The next example shows the "correct" way of dealing with this, such that line 9 of the code above returns true.

   1:  for (int k = 0; k < count; k++)
   2:  {
   3:      int l = k;
   4:      predicates[k] = delegate(int m) { return l == m; };
   5:  }
   6:   
   7:  Console.WriteLine(predicates[0](0)); // True

In this case, because variable l is created within the for loop, holding reference to l in the delegate is okay, because the value of l will never change, and therefore we get our expected result.  Personally, I was originally expecting it to hold the value of the variable, not the reference to the variable.

This brings us to another interesting example (my original, which you may download the source code to below), where I construct a DLINQ where clause in a loop.  Look at the where clause constructed below.

   1:  // Create a few new items that we can test with.
   2:  TestEntity[] testData = new TestEntity[] {
   3:          new TestEntity(1, "One"),
   4:          new TestEntity(2, "Two"),
   5:          new TestEntity(3, "Three") };
   6:   
   7:  // Add all our test data and submit it to the server
   8:  foreach (TestEntity item in testData)
   9:  {
  10:      context.TestEntities.Add(item);
  11:      Console.WriteLine(item.Name);
  12:  }
  13:   
  14:  context.SubmitChanges();
  15:   
  16:  var result = from item in context.TestEntities
  17:               select item;
  18:   
  19:  // Go through all our local items and append "WHERE" clauses to the
  20:  // result statement.  This is kind of like doing a "NOT IN"
  21:  foreach (TestEntity localItem in testData)
  22:  {
  23:      // See note in FixedTest for diagnosis.
  24:      result = result.Where(sqlItem => sqlItem.Name != localItem.Name);
  25:  }

One would expect that the WHERE clause would exclude all the items in the testData array ("one", "two" and "three" would not be selected).  However, because localItem is held by reference, only the third item ("three") is not selected.  The code below will print "one" and "two" on seperate lines:

   1:  // The WHERE clauses above should have effectively cancelled out all
   2:  // the items in the database and left us selecting nothing.
   3:  foreach (var item in result)
   4:  {
   5:      Console.WriteLine(item.Name);
   6:  }

One would have expected nothing to be printed to the console by simply reading the code.

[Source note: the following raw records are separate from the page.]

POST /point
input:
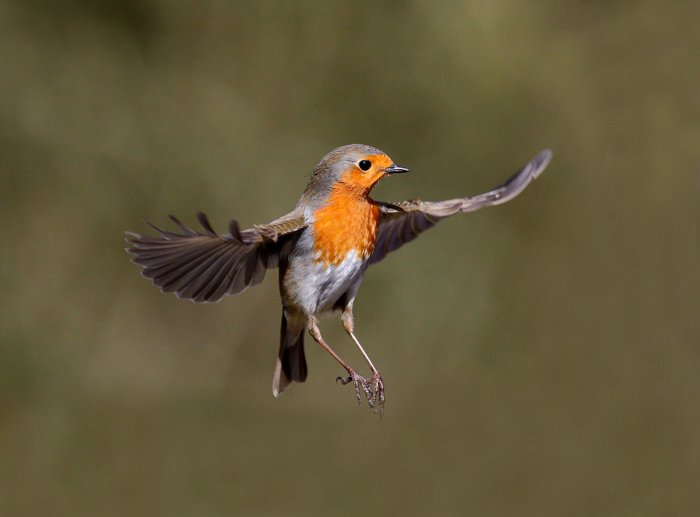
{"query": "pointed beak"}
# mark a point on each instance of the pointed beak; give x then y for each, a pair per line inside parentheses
(393, 169)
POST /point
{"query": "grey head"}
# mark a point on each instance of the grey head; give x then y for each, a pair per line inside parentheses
(337, 163)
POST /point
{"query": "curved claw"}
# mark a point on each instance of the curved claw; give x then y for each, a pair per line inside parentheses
(372, 388)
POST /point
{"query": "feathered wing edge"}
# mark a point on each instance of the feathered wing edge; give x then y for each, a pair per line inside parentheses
(203, 266)
(403, 221)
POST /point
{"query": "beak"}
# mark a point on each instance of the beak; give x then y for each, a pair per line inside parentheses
(393, 169)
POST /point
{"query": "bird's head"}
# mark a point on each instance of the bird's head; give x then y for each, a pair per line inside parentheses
(356, 167)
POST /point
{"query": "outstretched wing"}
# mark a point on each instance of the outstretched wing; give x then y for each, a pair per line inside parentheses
(203, 266)
(403, 221)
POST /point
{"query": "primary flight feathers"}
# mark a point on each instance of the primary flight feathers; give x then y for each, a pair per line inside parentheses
(203, 266)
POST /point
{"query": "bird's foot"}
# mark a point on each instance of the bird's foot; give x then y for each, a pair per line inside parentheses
(372, 388)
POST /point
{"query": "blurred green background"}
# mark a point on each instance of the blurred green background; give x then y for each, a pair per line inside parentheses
(541, 358)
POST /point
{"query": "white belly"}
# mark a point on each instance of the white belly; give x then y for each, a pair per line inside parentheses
(315, 287)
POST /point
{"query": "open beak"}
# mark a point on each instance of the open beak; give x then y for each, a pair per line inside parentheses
(393, 169)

You can download some sample code here for this bug (Visual Studio 2008 Beta 2).  Note that you will need a SQL Server database at localhost to run this properly.

Thank you to Colin Meek of Microsoft for contributing some of the sample code above, and helping clarify that this functionality is by design in C#.

Update:

To clarify, I'm not saying that this behavior doesn't make sense, but more that its not expected.  I think this should at least provide a compiler warning (I believe VB does this) to tell you that you could possibly be confusing something in your logic.  Because of LINQ's delay-execute, this problem becomes more obvious in the "Where" example.

Comments

Josh Einstein said:

I think it would be far less intuitive if external variables used by the delegate were "frozen" at the time the delegate was instantiated. By being promoted to fields, it makes it easy to deal with repeated or deferred execution against a delegate that depends on external state like that.

However, I think the real problem is that C# and the new language extensions are promoting a mechanism that is too automatic. It's very prone to bugs if you don't understand the mechanism very very well. And you and I are both really skilled with C# and obviously we both missed this.

Personally I think it'd be safer to require that any external state be passed into the anonymous delegate via parameters. For the same reason that pointers can be convenient, but dangerous, I think this blurring of the boundaries of anonymous delegates is just as dangerous.

It's also worth pointing out that the reason your SQL example doesn't behave as described is because LINQ isn't evaluating the expression until you start to enumerate the result. If it was something as simple as an array or list being copied, it should work as expected.